Satellite images released indicate that work at Gaza pier in
the Mediterranean Sea is going on at an accelerated speed by the US military, but
US motives are also being questioned.
Reportedly,
the Pentagon has confirmed media reports that the pier that is being built by
the US military near Gaza will cost at least $320 million, which is double the
original estimate announced for the project.
“The cost has not just risen. It has exploded,” Senator
Roger Wicker told Reuters.
“This dangerous effort with marginal benefit will now cost
the American taxpayers at least US$320 million to operate the pier for only 90
days,” the Republican lawmaker added.
Around
1,000 US military personnel have been deployed to Gaza’s waters, including from
the army and navy, who are working in close coordination with the Israeli army
and navy to build the pier that the Pentagon says will be operational in May.
The huge investment has raised question marks on how this
costly project will help the man-made starvation across the Gaza Strip.
Once the aid reaches Gaza, it will undergo another land
inspection by the Israeli military, despite being inspected in Cyprus before it
reaches the people of Gaza.
Who
will distribute this aid inside Gaza? Who will send it to the north where food
and water are needed the most? These are among the many key questions that the
White House has declined to provide any answers to.
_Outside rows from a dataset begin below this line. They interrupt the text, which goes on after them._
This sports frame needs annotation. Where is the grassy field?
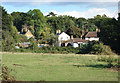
[2,54,118,81]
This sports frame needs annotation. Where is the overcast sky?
[1,0,118,18]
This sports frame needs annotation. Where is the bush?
[90,42,113,55]
[78,43,92,54]
[1,65,15,82]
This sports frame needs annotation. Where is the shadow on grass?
[73,64,109,68]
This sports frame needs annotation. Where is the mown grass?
[2,54,118,81]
More importantly, more than 90 aid trucks are being
inspected but blocked from entering Gaza. A leaked internal US State Department
memo has admitted that Israel rejects aid trucks from entering the enclave in
violation of international humanitarian law.
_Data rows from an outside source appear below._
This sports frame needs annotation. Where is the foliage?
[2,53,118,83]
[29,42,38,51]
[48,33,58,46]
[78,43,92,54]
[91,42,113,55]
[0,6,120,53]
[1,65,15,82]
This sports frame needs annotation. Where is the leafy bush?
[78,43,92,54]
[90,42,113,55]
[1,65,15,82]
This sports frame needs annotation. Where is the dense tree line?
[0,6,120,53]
Essentially, the Israeli occupation forces, which have
killed a record number of aid workers numerous times, will be in charge of
handling the aid via this questionable project.
The United Nations has been calling on the Israeli
occupation regime to allow a significant increase in the number of humanitarian
trucks to enter the enclave to avoid famine.
500 trucks entered the Strip on a daily basis before the
war. UN officials say the daily figures needed now vastly exceed pre-war
levels.
Last week, the UN pointed out that the average number of
trucks entering Gaza every day during April was 200, which is far below the
required level.
Critics
of the US project say it is difficult to see how 90 extra trucks, should they
reach the Palestinians, will alleviate the humanitarian crisis given the time,
costs and the number of service members involved in the US port being built off
the Gaza coast.
“How much will taxpayers be on the hook once – or if – the
pier is finally constructed?” Wicker noted.
The administration of US President Joe Biden, which
announced the project in early March, has been accused of allowing excessive
food shortage in Gaza under its watch by refusing to pressure the Israeli
occupation regime to stop preventing food and water from entering the enclave.
There
are serious questions over the real motives of the US for establishing the
pier. It has been criticized by aid agencies as glossing over the humanitarian
crisis facing the Palestinians.
There
are suspicions that the US wants to maintain the port and turn it into a
military base or use the floating pier to transfer portions of the Gaza
population elsewhere in what is legally defined as ethnic cleansing.
In a statement, the Israeli military said it is involved in
the port’s construction with logistical support as well as an Israeli military
brigade, which includes thousands of soldiers, along with the Israeli navy and
air force.
The
only party that is not involved in the project is the Palestinians, who have
once again been sidelined. Hamas has warned it would target foreign forces,
uninvited, on Palestinian land or water.
“We
categorically reject any non-Palestinian presence in Gaza, whether at sea or on
land, and we will deal with any military force present in these places, Israeli
or otherwise … as an occupying power,” Khalil al-Hayya, a top Hamas political
official, told the Associated Press last week.
He added Israeli forces “have not destroyed more than 20% of
(Hamas’) capabilities, neither human nor in the field.”